A chorus of beeps, trills, clangs and musical phrases — followed by some cheers and the start of a fireworks display from the top of the giant airship — announced that it was midnight on Zyse, and the Instigation was only two days away.

~All of them.

Twenty-one

(S -2)

“Because you’re liable to get killed.”

“That doesn’t seem to be stopping you.”

“Of course not. I’m an avatar. ‘Killed’ doesn’t even mean the same thing for me. You’re a bio; I’ve seen how you guys die and it’s messy.”

“I meant as the ship. The Mistake Not… You’re liable to get killed. Aren’t you?”

“A slightly more weighty consideration, I accept, but even then; I’ve already transmitted my mind-state to my home GSV and switched to full combat readiness, so I’m kind of ready for death. And anyway, not dead yet.”

“This is my fight, though, isn’t it?

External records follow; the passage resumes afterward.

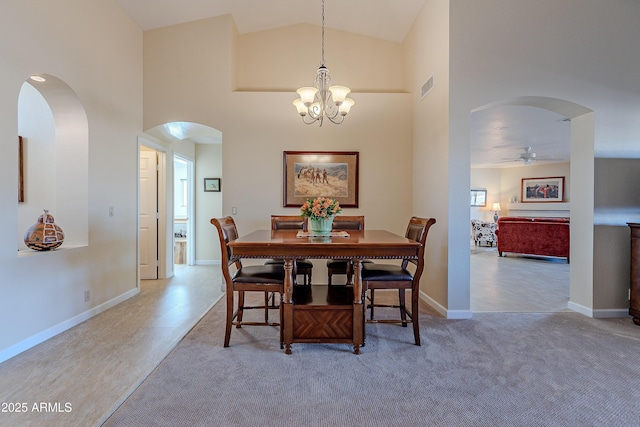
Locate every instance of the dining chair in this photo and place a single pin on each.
(292, 222)
(268, 279)
(390, 276)
(341, 266)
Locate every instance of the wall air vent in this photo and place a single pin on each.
(426, 88)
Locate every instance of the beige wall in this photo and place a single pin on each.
(426, 54)
(43, 293)
(258, 126)
(499, 58)
(364, 64)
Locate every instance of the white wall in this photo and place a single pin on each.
(43, 294)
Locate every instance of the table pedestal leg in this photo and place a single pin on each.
(358, 307)
(288, 304)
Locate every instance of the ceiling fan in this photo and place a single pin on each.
(528, 156)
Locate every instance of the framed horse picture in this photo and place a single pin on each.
(310, 174)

More than yours?”

Berdle sighed. “This is about the Gzilt, but the Culture appears to be all mixed up in it, through QiRia, so it’s our problem to sort out.”

“It’s still basically about us. You can’t do everything. You’re not our… parent.”

“You’re not even backed-up, Cossont. If you die, you die.”

“Can’t you back me up?”

“No.”

She had a sudden thought. “Did you back-up QiRia, his mind-state from the grey cube?”

“Yes. Also transmitted, with a note it’s private and to be wiped if the original survives.”

She frowned. “Why can’t you back me up?”

“You’ve no neural lace; even starting right now it would take far too long. We’re already out of time.” Berdle waved his hands, as though exasperated. “Why are you so keen to risk your life anyway? You’re a military reservist civilian facing Subliming in a couple of days; why the rush to die? And, I’m telling you: having you present will make my job harder, not easier. You won’t be contributing, you’ll be jeopardising.”